What distinguishes the declaration, the definition and the initialization of a variable?
Asked Answered
N

4

104

After reading the question, I know the differences between declaration and definition. So does it mean definition equals declaration plus initialization?

Network answered 28/4, 2014 at 15:48 Comment(2)
Initialization is for variables. Definition can apply also for functions, where you define the body.Benham
So do you mean for a variable, it's right.Network
S
126

Declaration

Declaration, generally, refers to the introduction of a new name in the program. For example, you can declare a new function by describing it's "signature":

void xyz();

or declare an incomplete type:

class klass;
struct ztruct;

and last but not least, to declare an object:

int x;

It is described, in the C++ standard, at §3.1/1 as:

A declaration (Clause 7) may introduce one or more names into a translation unit or redeclare names introduced by previous declarations.

Definition

A definition is a definition of a previously declared name (or it can be both definition and declaration). For example:

int x;
void xyz() {...}
class klass {...};
struct ztruct {...};
enum { x, y, z };

Specifically the C++ standard defines it, at §3.1/1, as:

A declaration is a definition unless it declares a function without specifying the function’s body (8.4), it contains the extern specifier (7.1.1) or a linkage-specification25 (7.5) and neither an initializer nor a function- body, it declares a static data member in a class definition (9.2, 9.4), it is a class name declaration (9.1), it is an opaque-enum-declaration (7.2), it is a template-parameter (14.1), it is a parameter-declaration (8.3.5) in a function declarator that is not the declarator of a function-definition, or it is a typedef declaration (7.1.3), an alias-declaration (7.1.3), a using-declaration (7.3.3), a static_assert-declaration (Clause 7), an attribute- declaration (Clause 7), an empty-declaration (Clause 7), or a using-directive (7.3.4).

Initialization

Initialization refers to the "assignment" of a value, at construction time. For a generic object of type T, it's often in the form:

T x = i;

but in C++ it can be:

T x(i);

or even:

T x {i};

with C++11.

Conclusion

So does it mean definition equals declaration plus initialization?
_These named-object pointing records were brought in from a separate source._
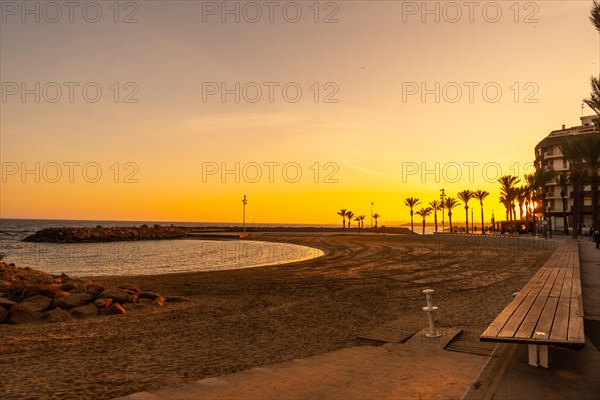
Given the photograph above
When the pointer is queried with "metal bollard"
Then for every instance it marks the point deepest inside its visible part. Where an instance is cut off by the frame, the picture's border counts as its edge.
(429, 310)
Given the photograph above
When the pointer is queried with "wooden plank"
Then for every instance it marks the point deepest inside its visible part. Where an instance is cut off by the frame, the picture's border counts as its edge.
(557, 287)
(531, 319)
(544, 325)
(498, 324)
(560, 326)
(548, 310)
(576, 329)
(515, 321)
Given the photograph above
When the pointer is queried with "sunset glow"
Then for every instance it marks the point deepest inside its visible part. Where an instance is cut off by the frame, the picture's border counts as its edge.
(195, 114)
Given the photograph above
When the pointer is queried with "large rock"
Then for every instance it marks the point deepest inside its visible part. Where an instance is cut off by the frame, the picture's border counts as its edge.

It depends. On what you are talking about. If you are talking about an object, for example:

int x;

This is a definition without initialization. The following, instead, is a definition with initialization:

int x = 0;

In certain context, it doesn't make sense to talk about "initialization", "definition" and "declaration". If you are talking about a function, for example, initialization does not mean much.
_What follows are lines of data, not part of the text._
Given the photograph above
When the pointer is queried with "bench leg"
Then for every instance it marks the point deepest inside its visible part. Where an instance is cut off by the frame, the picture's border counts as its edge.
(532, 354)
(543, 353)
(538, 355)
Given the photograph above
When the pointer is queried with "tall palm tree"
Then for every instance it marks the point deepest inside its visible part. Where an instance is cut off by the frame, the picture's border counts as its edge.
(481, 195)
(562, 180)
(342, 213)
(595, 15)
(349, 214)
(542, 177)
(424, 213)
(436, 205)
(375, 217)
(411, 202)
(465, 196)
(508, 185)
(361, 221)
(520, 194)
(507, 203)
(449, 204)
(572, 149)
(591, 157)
So, the answer is no: definition does not automatically mean declaration plus initialization.

Shiloh answered 28/4, 2014 at 16:3 Comment(5)
Not quite: int x; is a definition as well as a declaration.Maidinwaiting
@Angew, thanks, I've added a more complete definition.Shiloh
I think the question that OP mentioned in his post answers definition and declaration pretty well. But the original question was So does it mean definition equals declaration plus initialization.Aneroidograph
@Tahlil, added a conclusion. Thanks for making me notice.Shiloh
@Network I think (please someone correct me if Im wrong so I learn) 'extern int x' makes it just a declaration, meaning that definition is found elsewhere. Whilst 'int x' actually defines it albeit it gets appointed with random garbage value, unless you initialize it specifically like 'int x = 5'.Stepfather
G
62

Declaration says "this thing exists somewhere":

int foo();       // function
extern int bar;  // variable
struct T
{
   static int baz;  // static member variable
};

Definition says "this thing exists here; make memory for it":

int foo() {}     // function
int bar;         // variable
int T::baz;      // static member variable

Initialisation is optional at the point of definition for objects, and says "here is the initial value for this thing":

int bar = 0;     // variable
int T::baz = 42; // static member variable

Sometimes it's possible at the point of declaration instead:

struct T
{
   static int baz = 42;
};

…but that's getting into more complex features.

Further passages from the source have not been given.